Ordres professionnels et reconnaissance des diplômes

De nombreuses professions au Canada sont réglementées par des ordres provinciaux (ingénieurs, infirmiers, comptables, avocats, architectes, enseignants) : exercer sans l'agrément de l'ordre concerné est illégal, même avec un diplôme français reconnu par ailleurs.

Au Québec, l'Entente France-Québec sur la reconnaissance mutuelle des qualifications professionnelles couvre plus d'une centaine de professions et accélère fortement les démarches pour les métiers concernés (souvent quelques mois au lieu de plusieurs années). Ailleurs au Canada, chaque province a ses propres exigences, sans entente équivalente aussi large.

Pour les diplômes non réglementés, une évaluation comparative des études (via WES, ICES ou l'équivalent provincial) suffit généralement à rassurer les employeurs, sans démarche officielle obligatoire.

Anticipez les délais des ordres professionnels

Pour les professions réglementées (infirmier, ingénieur, enseignant), comptez souvent 6 mois à 2 ans entre l'arrivée et l'autorisation complète d'exercer, avec parfois des stages d'adaptation ou des examens complémentaires à passer localement, même avec l'entente France-Québec.
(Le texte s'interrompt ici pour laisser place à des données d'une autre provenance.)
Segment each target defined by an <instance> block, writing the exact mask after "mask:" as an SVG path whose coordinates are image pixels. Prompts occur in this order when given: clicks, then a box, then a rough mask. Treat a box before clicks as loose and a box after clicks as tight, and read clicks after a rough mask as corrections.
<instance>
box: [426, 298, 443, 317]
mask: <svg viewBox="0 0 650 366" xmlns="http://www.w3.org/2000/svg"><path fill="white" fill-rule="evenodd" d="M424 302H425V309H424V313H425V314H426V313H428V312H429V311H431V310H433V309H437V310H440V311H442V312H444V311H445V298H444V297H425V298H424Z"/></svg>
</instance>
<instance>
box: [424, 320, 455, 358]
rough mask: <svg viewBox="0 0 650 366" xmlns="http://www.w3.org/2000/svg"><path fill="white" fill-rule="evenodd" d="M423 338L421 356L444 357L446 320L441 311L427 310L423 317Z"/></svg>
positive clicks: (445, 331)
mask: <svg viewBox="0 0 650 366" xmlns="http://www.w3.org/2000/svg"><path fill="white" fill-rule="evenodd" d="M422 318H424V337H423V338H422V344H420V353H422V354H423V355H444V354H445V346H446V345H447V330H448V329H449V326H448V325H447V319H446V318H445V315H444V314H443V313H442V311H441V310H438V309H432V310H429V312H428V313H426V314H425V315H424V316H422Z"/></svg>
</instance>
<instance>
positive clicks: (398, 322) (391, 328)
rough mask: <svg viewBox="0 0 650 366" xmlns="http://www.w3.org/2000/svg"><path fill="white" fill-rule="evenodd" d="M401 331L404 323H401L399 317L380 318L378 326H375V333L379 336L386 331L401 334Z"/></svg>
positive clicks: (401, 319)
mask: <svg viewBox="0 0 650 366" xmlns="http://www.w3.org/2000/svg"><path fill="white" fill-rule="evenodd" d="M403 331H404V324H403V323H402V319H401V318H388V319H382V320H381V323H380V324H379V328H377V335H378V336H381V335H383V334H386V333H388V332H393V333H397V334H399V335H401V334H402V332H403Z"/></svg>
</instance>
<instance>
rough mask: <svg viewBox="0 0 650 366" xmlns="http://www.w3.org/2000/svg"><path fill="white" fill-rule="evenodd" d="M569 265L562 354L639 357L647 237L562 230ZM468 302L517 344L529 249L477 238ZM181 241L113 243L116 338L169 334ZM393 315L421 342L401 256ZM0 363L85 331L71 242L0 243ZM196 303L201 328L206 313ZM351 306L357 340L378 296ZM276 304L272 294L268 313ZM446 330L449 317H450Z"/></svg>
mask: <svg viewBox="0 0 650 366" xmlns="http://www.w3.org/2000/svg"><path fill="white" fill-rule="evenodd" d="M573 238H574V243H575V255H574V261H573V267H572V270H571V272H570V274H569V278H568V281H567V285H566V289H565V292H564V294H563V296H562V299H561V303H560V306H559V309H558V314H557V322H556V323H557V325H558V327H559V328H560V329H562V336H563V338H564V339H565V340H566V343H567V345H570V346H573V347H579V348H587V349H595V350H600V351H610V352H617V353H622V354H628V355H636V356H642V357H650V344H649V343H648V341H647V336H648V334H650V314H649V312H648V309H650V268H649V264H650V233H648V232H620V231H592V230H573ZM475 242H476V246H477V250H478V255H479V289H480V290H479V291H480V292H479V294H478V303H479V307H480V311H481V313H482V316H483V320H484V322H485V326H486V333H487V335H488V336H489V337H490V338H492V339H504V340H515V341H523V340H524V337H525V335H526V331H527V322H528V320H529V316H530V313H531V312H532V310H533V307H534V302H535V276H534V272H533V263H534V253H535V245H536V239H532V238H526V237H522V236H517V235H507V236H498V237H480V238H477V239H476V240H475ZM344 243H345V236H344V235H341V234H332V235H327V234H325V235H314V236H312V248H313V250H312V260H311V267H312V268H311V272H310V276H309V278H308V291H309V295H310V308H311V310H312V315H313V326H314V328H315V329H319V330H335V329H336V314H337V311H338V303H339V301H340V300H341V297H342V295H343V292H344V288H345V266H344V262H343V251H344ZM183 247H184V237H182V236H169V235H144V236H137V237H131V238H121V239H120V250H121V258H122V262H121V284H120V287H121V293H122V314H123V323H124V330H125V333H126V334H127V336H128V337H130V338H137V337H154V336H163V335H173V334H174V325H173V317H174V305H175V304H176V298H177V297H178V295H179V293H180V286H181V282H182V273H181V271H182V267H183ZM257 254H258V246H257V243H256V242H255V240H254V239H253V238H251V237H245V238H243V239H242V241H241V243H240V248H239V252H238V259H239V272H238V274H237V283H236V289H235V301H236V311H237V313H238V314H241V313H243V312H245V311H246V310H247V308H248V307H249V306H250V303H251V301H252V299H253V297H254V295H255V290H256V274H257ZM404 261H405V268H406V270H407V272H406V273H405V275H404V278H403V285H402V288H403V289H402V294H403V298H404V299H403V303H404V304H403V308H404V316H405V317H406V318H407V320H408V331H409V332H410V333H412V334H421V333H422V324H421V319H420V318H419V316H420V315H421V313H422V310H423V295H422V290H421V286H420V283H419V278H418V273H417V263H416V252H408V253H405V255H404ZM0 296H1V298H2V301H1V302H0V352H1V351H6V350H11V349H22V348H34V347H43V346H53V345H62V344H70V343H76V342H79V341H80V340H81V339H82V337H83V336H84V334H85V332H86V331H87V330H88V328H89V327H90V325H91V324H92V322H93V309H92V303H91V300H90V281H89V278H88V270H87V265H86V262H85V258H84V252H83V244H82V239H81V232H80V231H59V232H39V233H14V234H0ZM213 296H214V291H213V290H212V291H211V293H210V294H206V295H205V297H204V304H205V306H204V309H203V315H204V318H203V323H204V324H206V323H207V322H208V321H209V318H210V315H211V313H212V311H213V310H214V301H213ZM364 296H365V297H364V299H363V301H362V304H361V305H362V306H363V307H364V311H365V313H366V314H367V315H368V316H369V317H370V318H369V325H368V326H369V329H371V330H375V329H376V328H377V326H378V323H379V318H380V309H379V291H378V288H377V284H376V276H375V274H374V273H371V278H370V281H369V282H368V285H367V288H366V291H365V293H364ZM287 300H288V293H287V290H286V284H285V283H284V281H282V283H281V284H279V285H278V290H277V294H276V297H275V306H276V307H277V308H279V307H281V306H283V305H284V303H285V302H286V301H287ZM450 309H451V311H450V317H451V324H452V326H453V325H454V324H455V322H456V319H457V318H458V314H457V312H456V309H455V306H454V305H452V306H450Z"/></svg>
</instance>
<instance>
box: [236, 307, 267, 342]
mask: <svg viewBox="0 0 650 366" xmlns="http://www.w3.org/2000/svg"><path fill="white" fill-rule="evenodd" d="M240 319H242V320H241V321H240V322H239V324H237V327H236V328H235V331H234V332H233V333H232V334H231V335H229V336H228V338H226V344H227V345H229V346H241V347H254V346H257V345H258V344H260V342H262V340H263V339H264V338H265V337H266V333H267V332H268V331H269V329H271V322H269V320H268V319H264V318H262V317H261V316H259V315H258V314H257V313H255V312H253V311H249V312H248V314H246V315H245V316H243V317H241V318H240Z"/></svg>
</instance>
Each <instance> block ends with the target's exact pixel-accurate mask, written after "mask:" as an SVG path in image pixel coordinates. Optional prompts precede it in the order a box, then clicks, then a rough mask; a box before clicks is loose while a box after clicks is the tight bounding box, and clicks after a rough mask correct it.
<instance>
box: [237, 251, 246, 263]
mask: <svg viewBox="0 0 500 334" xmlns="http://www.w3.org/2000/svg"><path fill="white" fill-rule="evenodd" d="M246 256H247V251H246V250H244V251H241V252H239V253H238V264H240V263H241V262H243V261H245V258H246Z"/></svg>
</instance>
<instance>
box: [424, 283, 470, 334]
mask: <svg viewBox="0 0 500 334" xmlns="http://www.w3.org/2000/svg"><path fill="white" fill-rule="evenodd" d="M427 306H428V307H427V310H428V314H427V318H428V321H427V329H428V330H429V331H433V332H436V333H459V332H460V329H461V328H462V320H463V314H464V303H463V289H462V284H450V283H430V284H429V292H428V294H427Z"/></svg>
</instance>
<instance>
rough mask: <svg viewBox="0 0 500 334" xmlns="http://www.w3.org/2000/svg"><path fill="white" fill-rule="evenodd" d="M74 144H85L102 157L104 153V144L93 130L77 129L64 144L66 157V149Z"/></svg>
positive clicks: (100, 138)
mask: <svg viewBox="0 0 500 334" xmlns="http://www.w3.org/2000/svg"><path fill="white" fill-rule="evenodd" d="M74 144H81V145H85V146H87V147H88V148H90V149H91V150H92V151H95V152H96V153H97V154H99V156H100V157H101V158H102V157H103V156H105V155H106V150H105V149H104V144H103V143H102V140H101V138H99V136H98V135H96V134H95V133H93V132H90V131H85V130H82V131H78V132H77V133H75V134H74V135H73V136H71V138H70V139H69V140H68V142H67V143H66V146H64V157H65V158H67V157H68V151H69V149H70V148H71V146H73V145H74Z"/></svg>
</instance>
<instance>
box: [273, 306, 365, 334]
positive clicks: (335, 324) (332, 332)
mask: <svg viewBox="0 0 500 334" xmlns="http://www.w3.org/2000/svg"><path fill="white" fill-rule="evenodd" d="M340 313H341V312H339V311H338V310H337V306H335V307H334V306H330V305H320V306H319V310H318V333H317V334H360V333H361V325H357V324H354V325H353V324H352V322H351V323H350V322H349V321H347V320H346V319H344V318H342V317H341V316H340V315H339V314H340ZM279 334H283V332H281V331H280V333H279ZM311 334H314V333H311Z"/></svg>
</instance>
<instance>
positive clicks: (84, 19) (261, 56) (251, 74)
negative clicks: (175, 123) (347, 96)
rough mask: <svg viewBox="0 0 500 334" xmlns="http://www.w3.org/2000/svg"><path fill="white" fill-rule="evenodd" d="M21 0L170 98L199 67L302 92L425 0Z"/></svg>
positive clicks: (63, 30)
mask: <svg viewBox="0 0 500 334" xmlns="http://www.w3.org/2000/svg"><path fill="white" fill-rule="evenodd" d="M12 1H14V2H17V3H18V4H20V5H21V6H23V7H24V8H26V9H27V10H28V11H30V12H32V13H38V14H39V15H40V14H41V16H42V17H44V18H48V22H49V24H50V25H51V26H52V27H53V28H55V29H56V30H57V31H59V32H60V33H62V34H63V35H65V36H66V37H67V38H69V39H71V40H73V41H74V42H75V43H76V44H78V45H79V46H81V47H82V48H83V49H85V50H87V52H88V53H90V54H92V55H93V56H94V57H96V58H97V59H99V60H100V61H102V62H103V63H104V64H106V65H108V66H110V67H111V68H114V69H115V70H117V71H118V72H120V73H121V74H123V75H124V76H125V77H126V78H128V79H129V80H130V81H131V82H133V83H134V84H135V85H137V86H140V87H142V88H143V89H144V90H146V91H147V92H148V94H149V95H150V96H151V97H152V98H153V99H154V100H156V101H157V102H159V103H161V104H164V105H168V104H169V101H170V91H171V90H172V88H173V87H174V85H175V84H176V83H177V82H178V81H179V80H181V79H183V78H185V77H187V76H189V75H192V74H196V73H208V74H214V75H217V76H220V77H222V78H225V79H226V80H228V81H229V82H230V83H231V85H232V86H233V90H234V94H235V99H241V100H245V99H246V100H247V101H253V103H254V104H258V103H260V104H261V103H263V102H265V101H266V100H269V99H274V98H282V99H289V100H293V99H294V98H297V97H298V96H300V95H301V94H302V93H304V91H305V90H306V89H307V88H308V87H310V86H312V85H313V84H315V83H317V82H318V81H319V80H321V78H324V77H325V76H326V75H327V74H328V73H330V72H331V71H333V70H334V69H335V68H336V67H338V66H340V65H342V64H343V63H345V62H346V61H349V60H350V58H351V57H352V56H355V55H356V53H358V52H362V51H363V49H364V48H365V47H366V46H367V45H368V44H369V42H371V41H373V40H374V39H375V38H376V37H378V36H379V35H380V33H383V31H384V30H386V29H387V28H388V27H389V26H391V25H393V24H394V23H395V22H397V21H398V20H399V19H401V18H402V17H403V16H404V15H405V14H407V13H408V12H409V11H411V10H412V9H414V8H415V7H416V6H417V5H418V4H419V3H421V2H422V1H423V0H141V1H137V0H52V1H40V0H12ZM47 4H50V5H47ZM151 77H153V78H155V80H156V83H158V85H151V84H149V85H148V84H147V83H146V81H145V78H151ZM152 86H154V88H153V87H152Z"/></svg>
Salaire brut, avantages sociaux et culture d'entreprise

Le salaire annoncé au Canada est un salaire brut annuel, duquel sont déduits l'impôt fédéral, l'impôt provincial, les cotisations au Régime de pensions du Canada (RPC) ou au Régime de rentes du Québec (RRQ), l'assurance-emploi (AE), et au Québec le Régime québécois d'assurance parentale (RQAP).

Les avantages sociaux (« benefits ») complètent souvent le salaire : assurance collective (santé complémentaire, dentaire, vue), régime de retraite à cotisation déterminée avec contribution employeur (REER collectif), assurance invalidité. Ces avantages sont un critère de négociation important, à demander explicitement en entretien.

La culture d'entreprise canadienne est généralement plus directe et informelle que la culture française (tutoiement rapide, hiérarchie moins marquée), mais reste très centrée sur la ponctualité, la politesse et le consensus en réunion.